Macquarie University
Department of Computing

COMP332 Programming Languages 2012

Assignment Two

MiniJava Semantic Analysis

Due: 11am Monday 8 October (Week 9)
Worth: 10%

This assignment asks you to develop part of a semantic analyser for the MiniJava programming language. We will build on the work done in Assignment One, but will not support the interfaces that were added in Part Two of that assignment.

Building this implementation will give you insight into the way that programming language implementations work in general, as well as specific experience with how Java is compiled and executed. All compiler or language processors must enforce the rules of the language. The semantic analyser enforces rules to do with naming and typing in particular. We only proceed to code generation if these rules are satisfied.

We will build on the first two assignments in Assignment Three where we will add a simple code generator so that we can run our programs.

Updates from Assignment One

To support the semantic analysis tasks that we wish to carry out, it is useful to have a slightly different tree structure from that of Assignment One. This section outlines the changes. See the new version of MiniJavaTree.scala in the skeleton for details. The syntax analyser has been updated to use the new structure.

What you have to do

You have to write, document and test a Scala semantic analyser for the MiniJava language, as described below. There is one part for each of two passing assessments standards: a) P and Cr, and b) D and HD, with part (b) requiring more independent work than part (a).

You are strongly advised to complete each part of the assignment before moving onto the next one. In fact, within each part it is advisable to solve small portions at a time rather than trying to code the whole solution in one go.

MiniJava semantic rules

This section explains the rules of name and type analysis for MiniJava which you will need in the assignment. Some languages allow name and type analysis to be handled separately, but in Java-like languages they are intertwined since in an expression such as o.m() we need to know the meaning of the name o in order to work out that it's of a reference type and only then can we look up the name m in the referenced class to find out what it means.

Basically, MiniJava names work as in Java, with some simplifications. Four different kinds of named entity exist: classes, methods, method arguments and variables. The whole program is a scope containing all of the normal classes. Each class has a scope nested within the program scope, containing all of the class's variables and methods. Each method has a scope nested within its class scope, containing all of the method's arguments and variables. Declared names are usable anywhere in the scope in which they are defined, not just from their declaration to the end of the scope.

The main class is not represented by an entity like the normal classes, since the main class name cannot be used as a normal class name. The main class only exists as an entry point for the program. The expression this makes no sense in the main class, since it has no variables or methods, but we will not check this condition in this assignment.

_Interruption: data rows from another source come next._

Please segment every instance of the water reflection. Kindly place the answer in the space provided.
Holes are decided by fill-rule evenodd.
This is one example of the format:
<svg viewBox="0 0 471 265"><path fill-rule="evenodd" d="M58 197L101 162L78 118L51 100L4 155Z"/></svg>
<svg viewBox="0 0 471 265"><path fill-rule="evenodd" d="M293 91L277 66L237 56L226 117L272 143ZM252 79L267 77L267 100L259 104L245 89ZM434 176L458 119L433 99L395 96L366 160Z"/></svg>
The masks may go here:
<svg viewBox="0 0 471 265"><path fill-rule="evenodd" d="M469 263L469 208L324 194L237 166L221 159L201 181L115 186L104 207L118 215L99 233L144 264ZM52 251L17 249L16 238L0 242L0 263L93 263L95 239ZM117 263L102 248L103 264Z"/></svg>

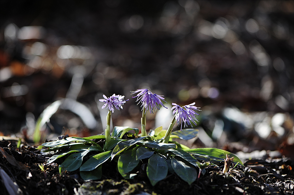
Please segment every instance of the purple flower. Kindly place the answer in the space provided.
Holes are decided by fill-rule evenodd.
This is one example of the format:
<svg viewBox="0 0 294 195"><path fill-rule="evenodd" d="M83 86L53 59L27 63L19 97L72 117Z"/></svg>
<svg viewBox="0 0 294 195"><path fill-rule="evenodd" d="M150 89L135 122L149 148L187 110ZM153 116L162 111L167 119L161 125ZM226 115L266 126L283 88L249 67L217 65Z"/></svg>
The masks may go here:
<svg viewBox="0 0 294 195"><path fill-rule="evenodd" d="M173 111L173 115L176 114L176 119L178 125L180 125L180 121L181 122L181 130L182 130L182 124L184 122L184 127L188 126L188 125L191 125L191 122L196 125L196 121L199 122L196 119L195 114L199 115L199 114L196 113L195 112L196 110L200 111L198 108L193 105L195 104L195 102L192 103L189 105L186 105L183 107L181 107L176 104L173 103L173 106L171 108Z"/></svg>
<svg viewBox="0 0 294 195"><path fill-rule="evenodd" d="M113 113L114 111L114 109L113 107L114 106L119 110L120 108L123 109L122 106L126 103L126 101L128 100L124 100L123 98L125 97L124 96L122 96L120 95L116 95L114 94L109 98L107 98L105 95L103 95L103 97L104 98L104 99L99 100L100 102L105 102L105 104L102 107L102 108L104 108L107 106L107 108L109 110L112 111Z"/></svg>
<svg viewBox="0 0 294 195"><path fill-rule="evenodd" d="M149 110L151 114L153 113L153 110L156 111L157 110L159 110L159 105L161 105L166 108L167 108L163 105L161 101L166 102L163 100L164 98L162 97L163 95L159 95L155 93L153 93L150 90L147 89L138 89L135 91L131 92L131 94L138 93L136 96L132 97L133 98L138 97L136 102L140 101L142 103L142 106L145 108L146 111ZM138 103L138 104L139 103ZM143 108L142 109L143 110Z"/></svg>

MiniJava variables and arguments can refer to values of type integer, Boolean, integer array or reference to an instance of a particular class. The first three types are represented by the syntax tree node types used in Assignment One. Reference types are represented by instances of the ReferenceType case class defined in SymbolTable.scala..

The full MiniJava semantic analyser phase must implement the following rules and check any associated conditions (but see below for what you need to do in the two parts of the assignment):

  1. There must be at most one defining occurrence of any name in a scope, not counting definitions in enclosing scopes.

  2. Each applied identifier occurrence must refer to exactly one defining occurrence. That defining occurrence is located by first looking in the innermost scope in which the applied occurrence occurs. If the defining occurrence is not located in the innermost scope, the search proceeds recursively to the smallest enclosing scope.

  3. If a defining occurence of an applied identifier is not found in the class in which that applied occurrence appears, and the class has a superclass, then the search moves to the superclass. If that class has no definition for the identifier and has a superclass, the search moves to that superclass. And so on until the definition is found or the superclass chain is exhausted.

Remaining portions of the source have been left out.